Ich verwende den EHS-Adapter*, obwohl mein Snom-D785 auch einen gut funktionierenden USB-Anschluss für Headsets bereitstellt. Deswegen kann ich den zweiten USB-Anschluss ohne die Software Jabra Direct für meinen Dienst-Computer verwenden. Somit sind insgesamt und tatsächlich auch zeitgleich 5 Quellen mit der Basis zu verbinden: 2x USB, 1x Deskphone via EHS, 2x Bluetooth. Das ist – mir ist kein Mitbewerber bekannt, der das auch kann – ein wirklich erstklassiges Alleinstellungsmerkmal.

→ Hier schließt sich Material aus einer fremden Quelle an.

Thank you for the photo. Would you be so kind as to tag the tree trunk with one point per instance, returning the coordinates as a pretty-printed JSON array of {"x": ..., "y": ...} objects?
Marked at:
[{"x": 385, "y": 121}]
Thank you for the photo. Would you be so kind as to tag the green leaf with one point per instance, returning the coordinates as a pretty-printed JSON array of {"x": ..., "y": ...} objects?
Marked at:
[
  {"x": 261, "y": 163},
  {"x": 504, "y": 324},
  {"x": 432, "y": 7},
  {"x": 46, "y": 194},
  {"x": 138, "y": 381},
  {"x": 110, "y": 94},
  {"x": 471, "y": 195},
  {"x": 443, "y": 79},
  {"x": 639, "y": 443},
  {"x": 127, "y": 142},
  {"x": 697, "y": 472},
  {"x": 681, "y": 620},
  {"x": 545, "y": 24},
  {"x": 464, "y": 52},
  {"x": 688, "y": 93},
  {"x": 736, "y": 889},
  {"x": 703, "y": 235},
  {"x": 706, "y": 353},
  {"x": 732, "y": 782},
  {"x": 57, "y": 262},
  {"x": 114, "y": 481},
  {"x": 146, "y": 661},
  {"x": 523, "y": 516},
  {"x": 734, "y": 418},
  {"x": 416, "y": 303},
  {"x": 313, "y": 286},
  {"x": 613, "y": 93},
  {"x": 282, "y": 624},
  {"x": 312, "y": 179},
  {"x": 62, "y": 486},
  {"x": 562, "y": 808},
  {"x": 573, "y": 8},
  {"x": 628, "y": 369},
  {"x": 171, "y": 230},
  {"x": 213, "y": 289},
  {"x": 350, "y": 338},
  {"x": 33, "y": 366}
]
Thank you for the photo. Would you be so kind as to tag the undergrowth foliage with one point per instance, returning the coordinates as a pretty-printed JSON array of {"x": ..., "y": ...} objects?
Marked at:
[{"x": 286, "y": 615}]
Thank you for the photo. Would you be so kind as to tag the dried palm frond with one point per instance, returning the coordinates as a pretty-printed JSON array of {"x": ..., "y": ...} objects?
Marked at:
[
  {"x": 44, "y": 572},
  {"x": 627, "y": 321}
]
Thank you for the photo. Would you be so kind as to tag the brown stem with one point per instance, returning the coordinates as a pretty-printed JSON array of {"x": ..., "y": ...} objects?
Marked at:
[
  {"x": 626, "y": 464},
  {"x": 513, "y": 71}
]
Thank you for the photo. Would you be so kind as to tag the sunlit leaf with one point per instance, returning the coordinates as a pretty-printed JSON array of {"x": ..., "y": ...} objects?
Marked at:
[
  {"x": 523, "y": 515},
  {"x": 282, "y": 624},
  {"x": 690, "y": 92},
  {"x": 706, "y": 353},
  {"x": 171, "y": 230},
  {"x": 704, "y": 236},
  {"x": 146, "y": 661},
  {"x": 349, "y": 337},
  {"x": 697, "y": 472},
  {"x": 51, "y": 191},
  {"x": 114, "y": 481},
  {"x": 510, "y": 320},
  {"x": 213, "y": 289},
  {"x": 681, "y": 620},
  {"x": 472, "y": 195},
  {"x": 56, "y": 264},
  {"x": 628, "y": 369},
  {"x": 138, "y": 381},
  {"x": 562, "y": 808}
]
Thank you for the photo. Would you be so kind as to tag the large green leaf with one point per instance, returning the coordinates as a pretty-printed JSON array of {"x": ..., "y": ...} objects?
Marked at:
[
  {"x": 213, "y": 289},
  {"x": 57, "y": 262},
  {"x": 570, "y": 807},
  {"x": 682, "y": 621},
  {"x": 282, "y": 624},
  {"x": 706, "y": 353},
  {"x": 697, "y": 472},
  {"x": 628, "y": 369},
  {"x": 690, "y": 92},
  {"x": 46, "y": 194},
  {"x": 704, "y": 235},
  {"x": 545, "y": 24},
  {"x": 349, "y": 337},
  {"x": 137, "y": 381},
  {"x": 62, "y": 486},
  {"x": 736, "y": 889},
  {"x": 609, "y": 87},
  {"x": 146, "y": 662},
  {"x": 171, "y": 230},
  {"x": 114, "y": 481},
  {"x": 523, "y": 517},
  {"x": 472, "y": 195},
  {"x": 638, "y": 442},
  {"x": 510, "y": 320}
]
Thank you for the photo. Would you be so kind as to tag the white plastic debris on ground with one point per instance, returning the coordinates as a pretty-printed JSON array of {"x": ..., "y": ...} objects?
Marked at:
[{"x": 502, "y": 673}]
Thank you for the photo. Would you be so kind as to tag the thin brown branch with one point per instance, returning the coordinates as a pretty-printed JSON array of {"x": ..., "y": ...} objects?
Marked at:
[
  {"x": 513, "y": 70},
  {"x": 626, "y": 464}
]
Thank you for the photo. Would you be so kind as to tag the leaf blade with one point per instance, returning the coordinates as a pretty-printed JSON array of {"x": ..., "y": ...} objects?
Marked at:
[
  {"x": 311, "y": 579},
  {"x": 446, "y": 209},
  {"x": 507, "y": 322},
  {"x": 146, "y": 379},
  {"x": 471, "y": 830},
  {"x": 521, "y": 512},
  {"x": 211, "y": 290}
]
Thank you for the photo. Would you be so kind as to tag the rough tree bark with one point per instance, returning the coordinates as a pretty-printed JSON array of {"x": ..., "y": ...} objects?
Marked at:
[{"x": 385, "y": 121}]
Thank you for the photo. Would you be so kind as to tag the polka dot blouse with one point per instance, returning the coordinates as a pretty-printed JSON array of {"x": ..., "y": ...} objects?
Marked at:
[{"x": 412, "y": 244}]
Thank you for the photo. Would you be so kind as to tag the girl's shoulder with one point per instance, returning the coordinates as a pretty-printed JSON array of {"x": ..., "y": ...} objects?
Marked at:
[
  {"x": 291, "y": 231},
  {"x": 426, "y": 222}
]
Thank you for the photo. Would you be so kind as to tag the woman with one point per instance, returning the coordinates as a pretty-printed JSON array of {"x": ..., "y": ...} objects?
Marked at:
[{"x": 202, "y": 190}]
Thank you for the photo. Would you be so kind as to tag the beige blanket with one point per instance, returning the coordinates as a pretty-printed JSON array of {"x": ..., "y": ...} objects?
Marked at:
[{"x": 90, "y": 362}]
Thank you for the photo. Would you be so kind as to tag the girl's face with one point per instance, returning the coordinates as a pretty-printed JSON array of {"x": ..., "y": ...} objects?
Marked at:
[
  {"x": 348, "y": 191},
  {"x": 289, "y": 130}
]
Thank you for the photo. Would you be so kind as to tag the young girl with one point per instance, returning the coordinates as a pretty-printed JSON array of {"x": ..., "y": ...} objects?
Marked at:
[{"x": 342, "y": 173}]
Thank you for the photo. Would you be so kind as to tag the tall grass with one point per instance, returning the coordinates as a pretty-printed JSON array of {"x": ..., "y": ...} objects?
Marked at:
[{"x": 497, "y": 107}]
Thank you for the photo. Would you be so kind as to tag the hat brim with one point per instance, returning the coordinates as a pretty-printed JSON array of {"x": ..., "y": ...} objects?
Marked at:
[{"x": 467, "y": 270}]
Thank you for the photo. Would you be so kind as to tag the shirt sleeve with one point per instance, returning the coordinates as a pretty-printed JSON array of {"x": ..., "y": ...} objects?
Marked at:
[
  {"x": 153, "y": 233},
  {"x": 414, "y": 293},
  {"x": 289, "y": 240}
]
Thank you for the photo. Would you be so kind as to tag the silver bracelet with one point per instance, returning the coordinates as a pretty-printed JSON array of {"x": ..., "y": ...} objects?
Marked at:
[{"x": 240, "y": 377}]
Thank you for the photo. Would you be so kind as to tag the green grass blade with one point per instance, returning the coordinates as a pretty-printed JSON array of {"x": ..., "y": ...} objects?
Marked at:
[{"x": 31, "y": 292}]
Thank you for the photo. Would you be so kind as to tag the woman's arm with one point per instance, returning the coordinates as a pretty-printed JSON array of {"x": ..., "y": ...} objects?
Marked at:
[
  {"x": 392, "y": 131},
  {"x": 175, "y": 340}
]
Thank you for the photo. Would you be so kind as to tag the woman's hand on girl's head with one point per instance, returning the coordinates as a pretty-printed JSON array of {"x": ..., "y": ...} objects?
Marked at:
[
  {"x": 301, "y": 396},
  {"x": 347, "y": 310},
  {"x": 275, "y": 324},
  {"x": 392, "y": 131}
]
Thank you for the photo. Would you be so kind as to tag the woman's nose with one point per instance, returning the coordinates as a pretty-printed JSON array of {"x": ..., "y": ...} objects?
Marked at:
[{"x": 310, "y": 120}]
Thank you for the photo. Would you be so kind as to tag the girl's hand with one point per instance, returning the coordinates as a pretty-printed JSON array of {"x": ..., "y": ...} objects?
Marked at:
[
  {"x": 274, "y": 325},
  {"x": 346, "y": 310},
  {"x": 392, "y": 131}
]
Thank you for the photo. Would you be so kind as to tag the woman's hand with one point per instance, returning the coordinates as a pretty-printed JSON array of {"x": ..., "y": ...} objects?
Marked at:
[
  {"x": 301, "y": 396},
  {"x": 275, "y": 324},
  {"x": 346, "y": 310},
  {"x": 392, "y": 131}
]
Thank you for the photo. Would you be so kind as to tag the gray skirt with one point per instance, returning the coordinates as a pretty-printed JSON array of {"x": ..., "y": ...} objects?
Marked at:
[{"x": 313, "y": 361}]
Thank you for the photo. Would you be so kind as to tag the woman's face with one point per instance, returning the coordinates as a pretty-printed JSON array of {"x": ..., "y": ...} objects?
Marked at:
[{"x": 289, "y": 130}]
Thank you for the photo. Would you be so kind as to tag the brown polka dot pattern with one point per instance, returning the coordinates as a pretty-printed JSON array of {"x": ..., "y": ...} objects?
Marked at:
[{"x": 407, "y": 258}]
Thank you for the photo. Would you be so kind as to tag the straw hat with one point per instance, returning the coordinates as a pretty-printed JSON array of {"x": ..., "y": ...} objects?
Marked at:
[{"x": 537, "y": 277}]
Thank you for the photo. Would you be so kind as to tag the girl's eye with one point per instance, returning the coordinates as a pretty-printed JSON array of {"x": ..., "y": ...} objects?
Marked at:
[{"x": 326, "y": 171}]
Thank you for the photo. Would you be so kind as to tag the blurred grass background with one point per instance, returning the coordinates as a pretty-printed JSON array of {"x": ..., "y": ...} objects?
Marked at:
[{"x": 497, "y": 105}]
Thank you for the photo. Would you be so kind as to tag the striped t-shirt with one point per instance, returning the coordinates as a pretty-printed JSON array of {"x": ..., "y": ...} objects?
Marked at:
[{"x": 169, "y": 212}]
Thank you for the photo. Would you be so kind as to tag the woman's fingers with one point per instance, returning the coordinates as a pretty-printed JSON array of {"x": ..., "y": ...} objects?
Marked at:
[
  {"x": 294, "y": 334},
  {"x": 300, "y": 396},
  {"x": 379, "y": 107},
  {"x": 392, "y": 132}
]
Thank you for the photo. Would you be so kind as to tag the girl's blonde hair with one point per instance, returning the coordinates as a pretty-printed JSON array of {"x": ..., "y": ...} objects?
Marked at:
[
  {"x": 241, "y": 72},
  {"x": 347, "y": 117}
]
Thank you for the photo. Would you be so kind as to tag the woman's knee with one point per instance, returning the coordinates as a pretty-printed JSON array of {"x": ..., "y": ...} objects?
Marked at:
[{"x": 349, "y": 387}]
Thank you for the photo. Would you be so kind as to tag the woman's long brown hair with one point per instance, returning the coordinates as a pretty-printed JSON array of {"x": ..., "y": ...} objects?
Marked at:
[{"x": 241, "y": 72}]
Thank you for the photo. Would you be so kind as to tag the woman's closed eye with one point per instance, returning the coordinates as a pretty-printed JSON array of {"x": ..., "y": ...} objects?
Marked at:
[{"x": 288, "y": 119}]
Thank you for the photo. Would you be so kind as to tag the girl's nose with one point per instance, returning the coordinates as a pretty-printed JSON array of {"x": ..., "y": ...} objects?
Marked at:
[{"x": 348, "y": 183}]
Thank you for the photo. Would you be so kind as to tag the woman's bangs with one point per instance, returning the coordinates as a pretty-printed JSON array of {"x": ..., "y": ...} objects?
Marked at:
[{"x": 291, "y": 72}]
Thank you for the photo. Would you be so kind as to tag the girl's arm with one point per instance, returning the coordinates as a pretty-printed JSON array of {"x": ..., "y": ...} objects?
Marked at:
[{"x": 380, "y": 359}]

*Anmerkung: Der „EHS-Adapter Advanced V2.0“ von Snom für ein D785 ist etwas weniger gut dokumentiert (Link). Die Konfiguration in der Base ist „DSHG“, die mitgelieferten Zettel besser ignorieren und die wunderbare Anleitung von Stephan Rasch (Link – Shopseite – kein Affiliate) befolgen.

Software

Das Bedienen mit den vielen Touchscreen-Buttons auf der Basis funktioniert wohl ganz gut, doch wesentlich einfacher konfigurierbar ist das über die erstklassige Software.

Jabra hat hier wirklich nichts falsch gemacht und ist in vielen Punkten besser, als der Mitbewerber. Ich kann meinen ursprünglichen Aussagen vom letzten Review wirklich nichts hinzufügen – ausser mich wiederholen: Jedes einzelne Feature ist sehr gut erklärt, die Struktur der Software logisch und sehr intuitiv. Die Programmierer haben einen Orden verdient.

Lediglich ein Wunsch bleibt für mich offen: Die Akkulaufzeit wird auf dem Mac nicht im Menüleisten-Icon dargestellt, im Programm selbst aber schon. Ein Bug ist mir aufgefallen: Trotz Konfigurationsmöglichkeit synchronisiert die Uhr der Basis nicht mit dem Computer.

Manche mögen sich daran stören, dass die Software nicht in deutscher Sprache lokalisiert ist.

Fazit

Ich lasse mich dazu hinreißen, den Titel „Allerbestes Lieblingsheadset“ zu vergeben. Das Headset ist in mehreren Varianten verfügbar, jene möglicherweise besser zu Deiner Situation passen, als die von mir preferierte Mono-Variante.

Ich kann dieses Headset uneingeschränkt und aus eigener Erfahrung für Teams, BBB, GoTo, Zoom, Facetime und ferner für iPhone, iPad, Mac, Windows und für ein Snom D785 empfehlen.

Titelbildquelle: GN Audio A/S

Produktlink: Link

Transparenzhinweis: Dieses Headset wurde aus eigenen Mitteln finanziert und der Test weder von Jabra/GN Audio autorisiert noch finanziell unterstützt.